For API calls that can return a large list of items, APIs are returning by default only the first set of results. For example, S3 list objects response returns by default max. 1000 objects. Rest of the results must be requested by providing pagination token on the request.
For data processing, pagination is very useful and mandatory pattern. Dividing a result set to fixed size pages makes it easier to build for example meaningful retry logic for error handling. Also, executing partial result sets in parallel can improve a workflow running time significantly.
In this example I am showing how listing objects(arn:aws:states:::aws-sdk:s3:listObjectsV2
) on S3 bucket and then triggering a processing step with batch of S3 objects would be implemented in Step Functions ASL(Amazon State Language).
Note: some AWS APIs use NextToken
to paginate the results. Workflow with pagination is still same as I am covering next with ContinuationToken
.
How to implement pagination with ASL.
This example shows very simple flow of listing objects on S3 buckets and then triggering the processing step.

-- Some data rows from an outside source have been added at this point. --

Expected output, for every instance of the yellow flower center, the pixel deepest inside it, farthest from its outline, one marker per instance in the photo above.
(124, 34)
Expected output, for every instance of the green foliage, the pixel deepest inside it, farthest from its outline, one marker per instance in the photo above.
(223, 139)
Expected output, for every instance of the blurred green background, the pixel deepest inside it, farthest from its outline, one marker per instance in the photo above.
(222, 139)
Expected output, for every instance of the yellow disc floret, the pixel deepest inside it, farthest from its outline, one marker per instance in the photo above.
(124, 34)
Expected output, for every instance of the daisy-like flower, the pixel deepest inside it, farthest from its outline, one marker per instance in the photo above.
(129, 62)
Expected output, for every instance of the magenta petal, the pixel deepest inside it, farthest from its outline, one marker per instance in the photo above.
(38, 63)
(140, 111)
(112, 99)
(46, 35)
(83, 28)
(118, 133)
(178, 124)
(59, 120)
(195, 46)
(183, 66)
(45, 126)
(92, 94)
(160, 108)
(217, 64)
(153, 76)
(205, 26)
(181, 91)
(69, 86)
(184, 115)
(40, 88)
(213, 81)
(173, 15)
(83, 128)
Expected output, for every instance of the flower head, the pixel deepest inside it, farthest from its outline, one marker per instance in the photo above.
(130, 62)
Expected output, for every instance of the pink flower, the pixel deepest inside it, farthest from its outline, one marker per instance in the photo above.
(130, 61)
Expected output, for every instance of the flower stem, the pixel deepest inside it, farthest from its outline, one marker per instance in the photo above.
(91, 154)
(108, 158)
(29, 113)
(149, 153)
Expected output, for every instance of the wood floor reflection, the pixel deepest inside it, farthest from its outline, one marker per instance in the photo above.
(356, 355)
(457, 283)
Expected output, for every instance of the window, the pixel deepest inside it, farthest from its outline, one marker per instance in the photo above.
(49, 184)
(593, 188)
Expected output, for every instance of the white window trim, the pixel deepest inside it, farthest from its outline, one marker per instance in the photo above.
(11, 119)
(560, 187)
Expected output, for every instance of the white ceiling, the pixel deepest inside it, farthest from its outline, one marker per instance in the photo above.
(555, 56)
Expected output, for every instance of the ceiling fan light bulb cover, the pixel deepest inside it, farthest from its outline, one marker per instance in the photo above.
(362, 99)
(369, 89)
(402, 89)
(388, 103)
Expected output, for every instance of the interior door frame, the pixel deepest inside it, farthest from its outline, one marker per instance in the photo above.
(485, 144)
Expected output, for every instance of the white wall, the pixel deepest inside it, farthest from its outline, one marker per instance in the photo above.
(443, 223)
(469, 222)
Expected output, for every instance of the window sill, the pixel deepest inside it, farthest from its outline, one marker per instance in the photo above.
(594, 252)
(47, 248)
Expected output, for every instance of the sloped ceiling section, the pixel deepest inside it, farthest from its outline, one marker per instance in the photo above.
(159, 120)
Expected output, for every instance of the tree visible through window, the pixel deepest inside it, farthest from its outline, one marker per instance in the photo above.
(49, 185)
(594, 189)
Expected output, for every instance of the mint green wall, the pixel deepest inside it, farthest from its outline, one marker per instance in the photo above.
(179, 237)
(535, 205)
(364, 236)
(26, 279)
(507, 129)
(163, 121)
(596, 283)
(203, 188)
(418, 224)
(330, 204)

Below is the ASL definition. BatchSize
parameter controls how many S3 objects are included in each processing batch. We keep requesting new batches as long as the response is including IsTruncated: true
. Size of last object batch is below BatchSize
with IsTruncated: false
so we can finish processing.
{
"Comment": "List S3 objects.",
"StartAt": "list_s3",
"States": {
"list_s3": {
"Comment": "Get first batch of objects.",
"Type": "Task",
"Resource": "arn:aws:states:::aws-sdk:s3:listObjectsV2",
"ResultPath": "$.s3_objects",
"Parameters": {
"Bucket": "${BucketName}",
"MaxKeys": ${BatchSize}
},
"Next": "process_s3_objects"
},
"process_s3_objects": {
"Comment": "Processing logic. Now we just wait.",
"Type": "Wait",
"Seconds": 2,
"Next": "check_if_all_listed"
},
"check_if_all_listed": {
"Type": "Choice",
"Choices": [
{
"Variable": "$.s3_objects.IsTruncated",
"BooleanEquals": false,
"Next": "success_state"
}
],
"Default": "list_s3_with_continuation_token"
},
"list_s3_with_continuation_token": {
"Comment": "Get next batch of objects. Provide ContinuationToken in the request.",
"Type": "Task",
"Resource": "arn:aws:states:::aws-sdk:s3:listObjectsV2",
"ResultPath": "$.s3_objects",
"Parameters": {
"Bucket": "${BucketName}",
"MaxKeys": ${BatchSize},
"ContinuationToken.$": "$.s3_objects.NextContinuationToken"
},
"Next": "process_s3_objects"
},
"success_state": {
"Type": "Succeed"
}
}
}
Wrapping up
AWS Step Functions is a perfect fit for coordinating workflows and orchestrating AWS services. I strongly recommend building library of good templates for getting a running start for adapting it to your use cases.